This article attempts to provide an overview of NVDA's technical design and architecture. It is necessarily technical in nature. You should have a reasonable knowledge of programming and object oriented programming concepts in particular, as well as at least a basic knowledge of Python, before attempting to understand NVDA's design. Please see the code documentation for the relevant classes for more information.
- API: Application programming interface
- GUI: Graphical user interface
- Caret: The system cursor; i.e. the cursor generally moved when you use the normal cursor keys.
- Script: A function which is executed in response to input from the user such as key presses from the keyboard, manipulating braille display controls and taps on touchscreens. Also known as a command.
- Widget: An individual component in a GUI with which a user can interact; e.g. a button, an editable text field, a list box, etc. Also known as a control or object.
NVDA is primarily written in the Python programming language, which allows for rapid development among other benefits. Code that needs to be injected into other processes is written in C++ for high performance.
In order to make graphical widgets accessible to assistive technologies, operating systems and applications can use special purpose accessibility APIs. These APIs provide information about the widget such as its name, type/role (button, check box, editable text field, etc.), description, value, states (checked, unavailable, invisible, etc.) and keyboard shortcut. Accessibility APIs also provide events to allow assistive technologies to monitor changes, such as when the focus changes, properties of an object (such as name, description, value, and state) change, etc. Rich accessibility APIs provide additional information, including the ability to access detailed information about and track the cursor in editable text controls, and table information such as row and column coordinates. NVDA relies heavily on accessibility APIs to gather information.
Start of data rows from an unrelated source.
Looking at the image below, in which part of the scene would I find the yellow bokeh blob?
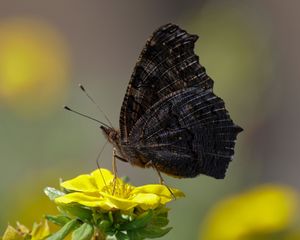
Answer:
[0,18,70,114]
[200,185,299,240]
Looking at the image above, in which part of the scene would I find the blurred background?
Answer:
[0,0,300,240]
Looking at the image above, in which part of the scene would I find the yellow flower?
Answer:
[0,18,70,117]
[55,169,184,211]
[200,185,299,240]
[2,221,50,240]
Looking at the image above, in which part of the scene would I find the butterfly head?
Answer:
[100,126,120,147]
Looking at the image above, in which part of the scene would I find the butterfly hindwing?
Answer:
[120,24,213,143]
[123,87,241,178]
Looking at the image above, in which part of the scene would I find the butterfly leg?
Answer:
[146,161,176,200]
[112,148,118,195]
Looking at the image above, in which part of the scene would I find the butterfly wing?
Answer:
[124,87,242,178]
[120,24,213,143]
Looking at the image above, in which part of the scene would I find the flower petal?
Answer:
[131,193,161,210]
[132,184,185,201]
[60,174,99,192]
[101,192,138,211]
[91,168,114,190]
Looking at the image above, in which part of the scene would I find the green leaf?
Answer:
[45,215,71,226]
[138,226,172,238]
[98,220,112,232]
[127,230,144,240]
[44,187,65,201]
[115,232,131,240]
[60,204,93,221]
[120,210,153,230]
[72,223,94,240]
[46,219,80,240]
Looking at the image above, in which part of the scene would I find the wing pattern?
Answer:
[120,24,213,143]
[124,87,241,178]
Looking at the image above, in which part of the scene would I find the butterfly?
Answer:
[101,24,242,179]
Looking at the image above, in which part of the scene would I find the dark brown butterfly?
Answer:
[101,24,242,178]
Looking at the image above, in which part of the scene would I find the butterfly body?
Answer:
[102,24,242,178]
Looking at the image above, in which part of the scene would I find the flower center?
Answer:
[102,179,133,198]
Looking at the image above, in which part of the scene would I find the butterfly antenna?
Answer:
[78,84,113,128]
[96,141,108,186]
[64,106,111,128]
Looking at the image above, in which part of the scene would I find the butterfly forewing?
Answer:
[120,24,241,178]
[120,24,213,142]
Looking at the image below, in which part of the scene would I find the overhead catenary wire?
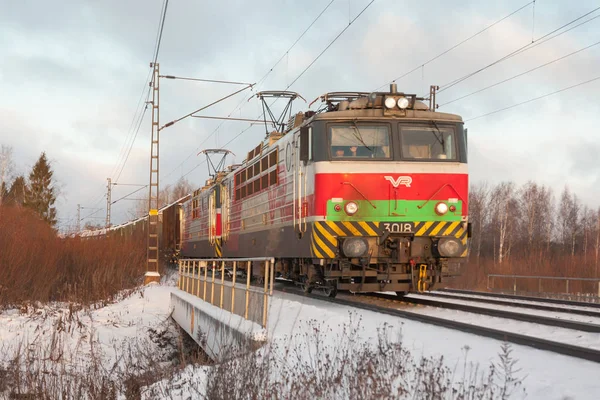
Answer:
[110,0,169,181]
[465,76,600,122]
[439,41,600,107]
[177,0,375,182]
[438,7,600,93]
[285,0,375,90]
[69,0,169,231]
[162,0,335,179]
[374,0,535,92]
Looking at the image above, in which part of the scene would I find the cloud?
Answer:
[0,0,600,228]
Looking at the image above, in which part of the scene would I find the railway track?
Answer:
[412,292,600,318]
[360,293,600,333]
[437,289,600,309]
[279,287,600,363]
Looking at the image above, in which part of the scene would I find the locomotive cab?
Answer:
[300,88,468,294]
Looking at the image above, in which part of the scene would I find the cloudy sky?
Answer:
[0,0,600,228]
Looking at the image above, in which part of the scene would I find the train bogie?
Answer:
[182,85,469,293]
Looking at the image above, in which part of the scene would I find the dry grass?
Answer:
[145,316,525,400]
[0,319,210,400]
[0,207,146,309]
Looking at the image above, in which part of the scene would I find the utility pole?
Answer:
[144,63,160,284]
[106,178,112,228]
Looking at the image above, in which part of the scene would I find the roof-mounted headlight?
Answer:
[398,97,410,110]
[385,97,396,108]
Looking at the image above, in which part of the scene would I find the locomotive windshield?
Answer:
[329,123,391,159]
[400,127,457,161]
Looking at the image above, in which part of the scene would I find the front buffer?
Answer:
[308,221,467,294]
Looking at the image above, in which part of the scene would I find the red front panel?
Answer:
[315,173,469,216]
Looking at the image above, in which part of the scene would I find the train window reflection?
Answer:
[329,124,391,160]
[400,127,456,161]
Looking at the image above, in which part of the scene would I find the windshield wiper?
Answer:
[352,119,373,152]
[431,120,445,149]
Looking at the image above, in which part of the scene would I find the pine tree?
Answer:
[0,182,8,205]
[24,152,56,226]
[4,176,27,206]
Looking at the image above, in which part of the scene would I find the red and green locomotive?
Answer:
[181,84,469,296]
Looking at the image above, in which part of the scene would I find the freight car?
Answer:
[77,194,190,266]
[181,84,470,296]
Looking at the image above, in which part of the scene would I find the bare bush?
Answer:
[0,207,146,309]
[0,319,210,400]
[145,315,524,399]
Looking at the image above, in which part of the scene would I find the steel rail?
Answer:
[360,293,600,333]
[437,289,600,308]
[412,292,600,318]
[276,289,600,363]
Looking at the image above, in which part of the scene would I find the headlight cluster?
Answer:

Several accessibility APIs are used, including Microsoft Active Accessibility (MSAA) (also known as IAccessible), IAccessible2, Java Access Bridge and UI Automation.
Note: IAccessible2 was not created by Microsoft, see Wikipedia for more background.
See also:
- Stack Overflow: "What is the difference between IAccessible, IAccessible2, UIAutomation and MSAA?"
- The Linux Foundation IA2 reference
- IA2 event constants
- From the perspective of Windows, the IA2 event constants are considered custom "application specific" event IDs.
- IA2 Project (IDL files)
- Windows event constants
- Using NVDA Object Navigation and logging developer information.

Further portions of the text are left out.